Enfin, j'ai compris que lorsqu'il s'agit de décider de vendre ou non un réacteur à un autre pays, c'est d'abord le Canada qui prend la décision. Bien entendu, il ne vendrait jamais un réacteur lorsque les conditions minima dont nous venons de parler ne sont pas remplies. Par contre, ce n'est pas le facteur déterminant. La décision est prise en fonction d'autres critères, notamment à la suite d'une analyse de la nature géopolitique de l'acheteur éventuel, qui permet de déterminer si l'acheteur en question est susceptible de se conformer aux garanties s'il ne risque pas de tricher.

Est-ce un bon résumé?

M. Ralph Lysyshyn: C'est un excellent résumé.

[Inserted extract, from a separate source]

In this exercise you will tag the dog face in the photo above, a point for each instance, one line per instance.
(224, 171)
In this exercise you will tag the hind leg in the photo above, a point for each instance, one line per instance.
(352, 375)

Le président: C'est ce que je voulais.

Monsieur Turp.

[Français]

M. Daniel Turp: Qu'est-ce que le Conseil de sécurité pourrait faire? S'il y a maintenant un problème à cause des explosions de l'Inde et du Pakistan, un problème de maintien de la paix et de la sécurité internationale, qu'est-ce que le Conseil de sécurité peut faire? Est-ce qu'il pourrait obliger l'Inde et le Pakistan à entrer dans le système?

[Traduction]

M. Ralph Lysyshyn: Pour avoir une idée des moyens auxquels le Conseil de sécurité peut avoir recours s'il le décide, il suffit d'examiner le régime qui a été instauré en Irak.

[Français]

M. Daniel Turp: Oui, c'est ça.

[Traduction]

M. Ralph Lysyshyn: Si le Conseil de sécurité le voulait, il pourrait imposer un régime analogue dans certaines circonstances. Pour le moment, il n'est pas disposé à le faire.

[Français]

M. Daniel Turp: C'est ce que le ministre va dire au G-8?

[Traduction]

M. Ralph Lysyshyn: Nous avons exhorté le Conseil de sécurité à prendre des mesures plus sévères. Jusqu'à présent, il s'est contenté de publier une déclaration présidentielle condamnant chacune des explosions. Nous sommes toutefois assez satisfaits de constater que le Conseil de sécurité examine actuellement une résolution qui sera à la hauteur. Il sera intéressant de voir jusqu'où il ira.

Je ne pense pas que les pressions internationales concernant ce problème soient terminées. La dernière fois, le G-8 n'a rien fait; cette fois-ci, il fera peut-être un peu plus ferme. Les premières fois que le Conseil de sécurité a exhorté l'Inde et le Pakistan à faire quelque chose, il n'a pas mentionné le TNP. Les premiers textes de la déclaration présidentielle n'ont fait aucune allusion au TNP. On commence maintenant à en parler. Lorsque le G-8 a parlé pour la première fois de ce qu'il faudrait faire, il a exhorté ces pays à signer le Traité d'interdiction complète des essais nucléaires. Par contre, l'OTAN a mentionné le TNP lorsqu'il a fait une mise en garde aux Russes.

Je ne pense pas que le processus soit terminé. Le G-8 n'a pas fait ce qu'il fallait la dernière fois. Nous espérons que la prochaine fois, dans une semaine et demie... Et nous ne pensons pas uniquement à l'imposition de sanctions à ce moment-là; nous songeons à aller bien plus loin que cela. C'est un problème qui doit être géré.

Le président: Merci. Nous apprécions votre témoignage. Il est très important pour nous.

Je tiens à rappeler à mes collègues qu'une réunion consacrée à la préparation de notre rapport est prévue pour le mercredi 3 juin—c'est-à-dire demain—à 15 h 30. Ce sera notre première réunion à ce sujet. Les attachés de recherche ont distribué un document exposant les diverses options, sur lequel je vous recommande vivement de jeter un coup d'oeil. C'est un document utile. Si l'un ou l'une d'entre vous ne l'a pas reçu, je lui recommande de nous le signaler.

Merci beaucoup. La séance est levée. Reprise des délibérations demain à 15 h 30.